Chapter XII
Waterfalls, Snowfields, and Glaciers
A really fine waterfall is a most fascinating thing. Long before you reach it you hear the roar of the water, and see the spray ascending like steam from a boiling caldron. Then when you stand before it, you gaze in wonder on the never-ending rush of water, hurtling in one great mass from top to bottom of the lofty cliff, or leaping in mighty bounds from ledge to ledge.

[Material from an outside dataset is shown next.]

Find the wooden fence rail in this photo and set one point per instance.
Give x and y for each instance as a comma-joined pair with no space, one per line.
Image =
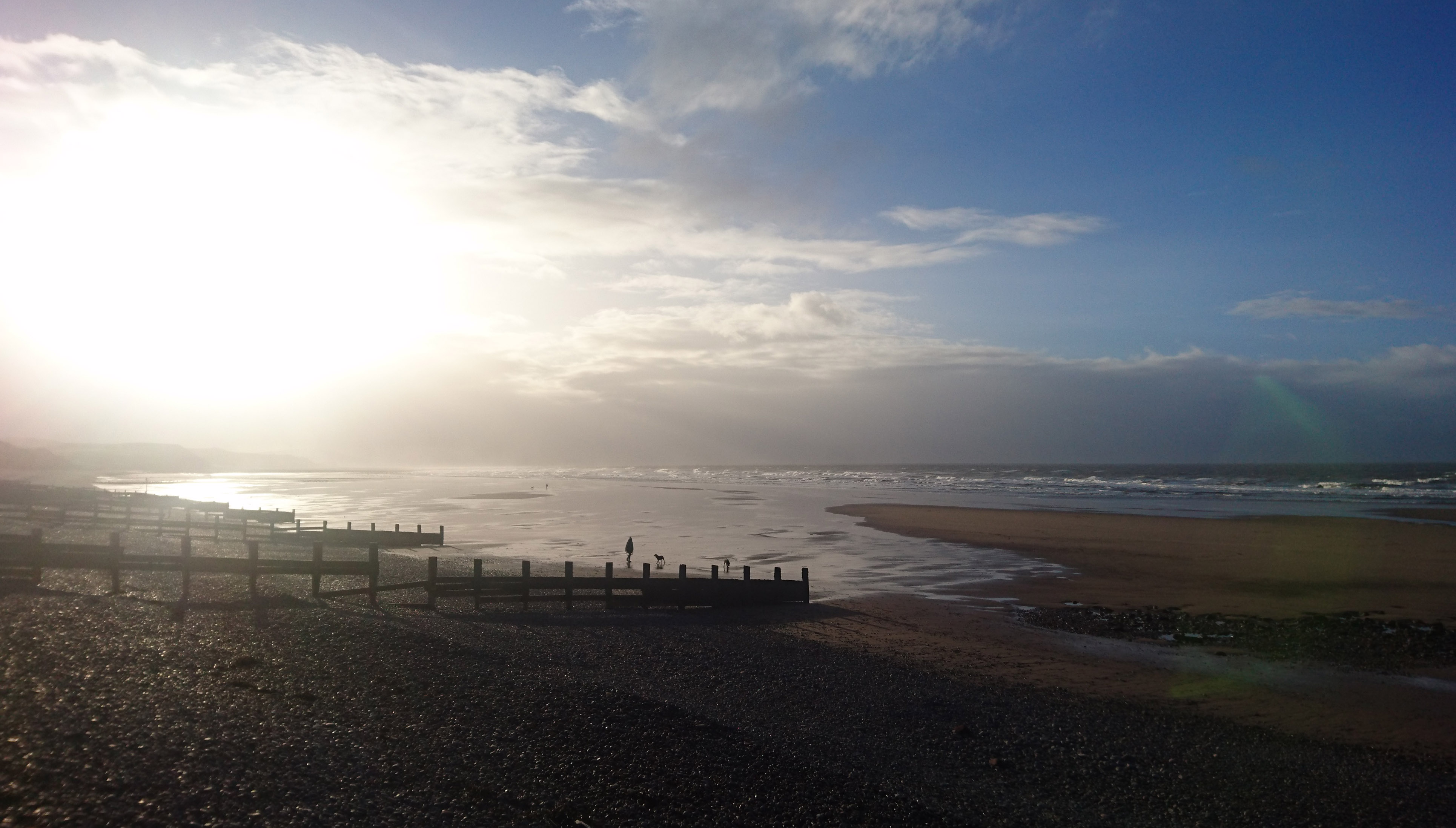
27,557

Nowhere in Europe can one see such a variety of waterfalls as in Norway, for every district has its fos, and in some districts the cascades are innumerable. In the Romsdal, for instance, an English traveller once counted within a mile no fewer than seventy-three waterfalls, “none of which were less than 1,000 feet high, while some plunged down 2,000 feet.” But the majority of these would only consist of a single thread of water, not of that great, broad sheet which is the feature of the more famous falls.
Which of Norway’s many waterfalls is the finest is a matter of opinion. Some people give the palm to the Rjukanfos (Telemarken), some to the Skjæggedalsfos[1] (or Ringedalsfos), some to the Vöringfos, while others maintain that the Vettifos, the Tvindefos, and the Tyssedalsfos are without rivals. The fact is that each of these (and other falls which could be named) has its own particular charm, and the last one visited always seems to be the best. A great deal also depends on the time of year, and on the amount of snow which has fallen on the mountains during the preceding winter. For, it must be remembered, it is the rapid melting of the snow in the spring that gives to most of the Norwegian waterfalls such a volume of water in the early months of the year.

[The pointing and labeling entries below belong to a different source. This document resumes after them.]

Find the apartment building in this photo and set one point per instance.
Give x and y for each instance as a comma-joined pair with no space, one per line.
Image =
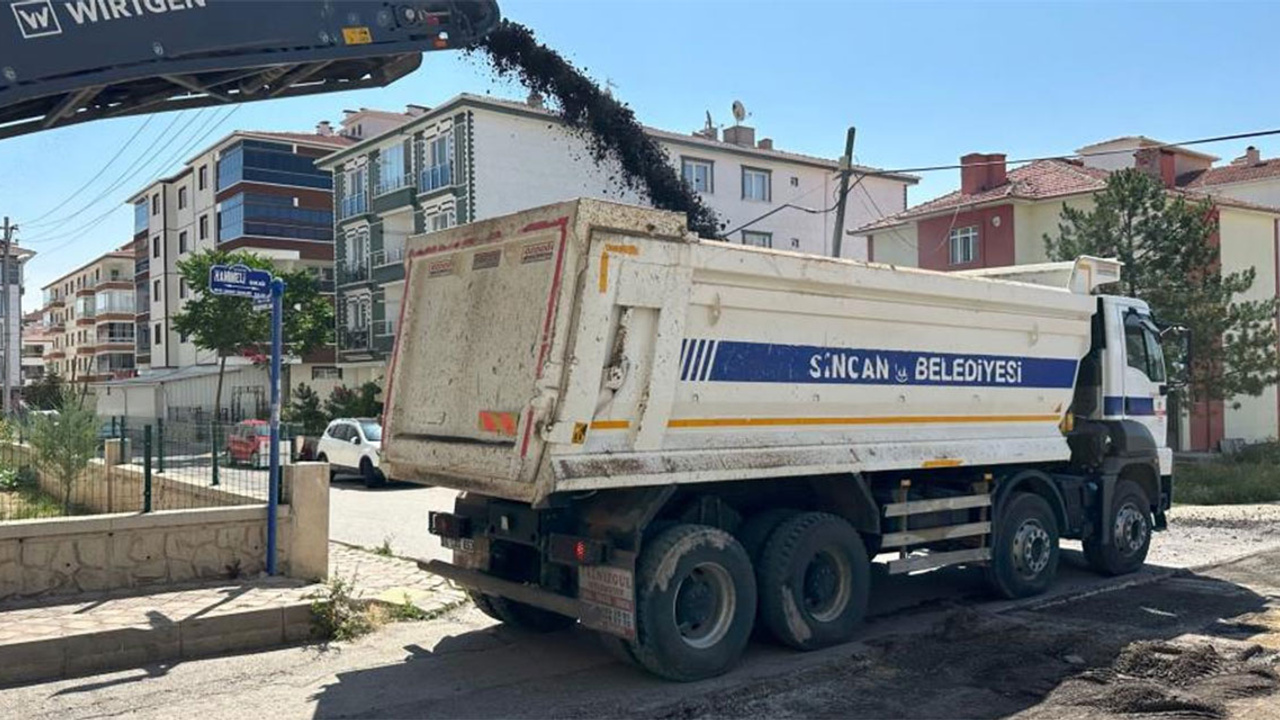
87,320
1000,217
476,156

But the summer rainfall on the high fjelds is always heavy, and even after all the snow of the year has melted, an immense amount of water has to drain away to the lowlands, and so to the sea. At first it collects in the tarns which fill the hollows of the mountain plateaux, but these, overflowing, soon send their surplus water by certain channels away over the cliffs.

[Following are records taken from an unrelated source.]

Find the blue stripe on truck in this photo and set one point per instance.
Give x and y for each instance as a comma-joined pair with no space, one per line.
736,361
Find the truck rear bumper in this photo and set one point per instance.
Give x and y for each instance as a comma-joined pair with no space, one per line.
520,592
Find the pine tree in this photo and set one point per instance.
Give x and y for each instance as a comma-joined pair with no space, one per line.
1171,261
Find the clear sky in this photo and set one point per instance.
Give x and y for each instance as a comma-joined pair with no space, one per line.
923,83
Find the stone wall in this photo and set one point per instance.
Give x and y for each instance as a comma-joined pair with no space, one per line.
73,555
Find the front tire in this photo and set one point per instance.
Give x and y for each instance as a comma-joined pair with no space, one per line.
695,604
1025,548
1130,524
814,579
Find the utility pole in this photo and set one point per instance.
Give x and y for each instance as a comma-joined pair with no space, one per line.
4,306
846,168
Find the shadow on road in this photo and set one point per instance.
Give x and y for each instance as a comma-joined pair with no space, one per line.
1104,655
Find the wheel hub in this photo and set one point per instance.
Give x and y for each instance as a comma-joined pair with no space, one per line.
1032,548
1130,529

The greater waterfalls, however, are those which indirectly carry off the water from the snowfields, the mountains capped with perpetual snow; for, except during the frost-bound months of winter, these falls are always full.
The snowfields are of themselves of immense interest, but so intimately are they connected with the glaciers that we shall speak of the two together. A snowfield may exist without a glacier, but a glacier cannot exist without a snowfield—that is to say, the glacier is made by the snowfield.
How snowfields came into existence nobody knows for certain, but it is generally supposed by learned people who have studied the matter that, thousands of years ago, after what is called the Great Ice Age, Norway gradually put off her mantle of ice and snow and became what she is now; but the snow on the higher parts of the land has never yet had time to melt right away, because fresh snow is always falling and adding to the pile. And it is the weight of all this fresh snow on the top of the accumulation of centuries which produces the glaciers.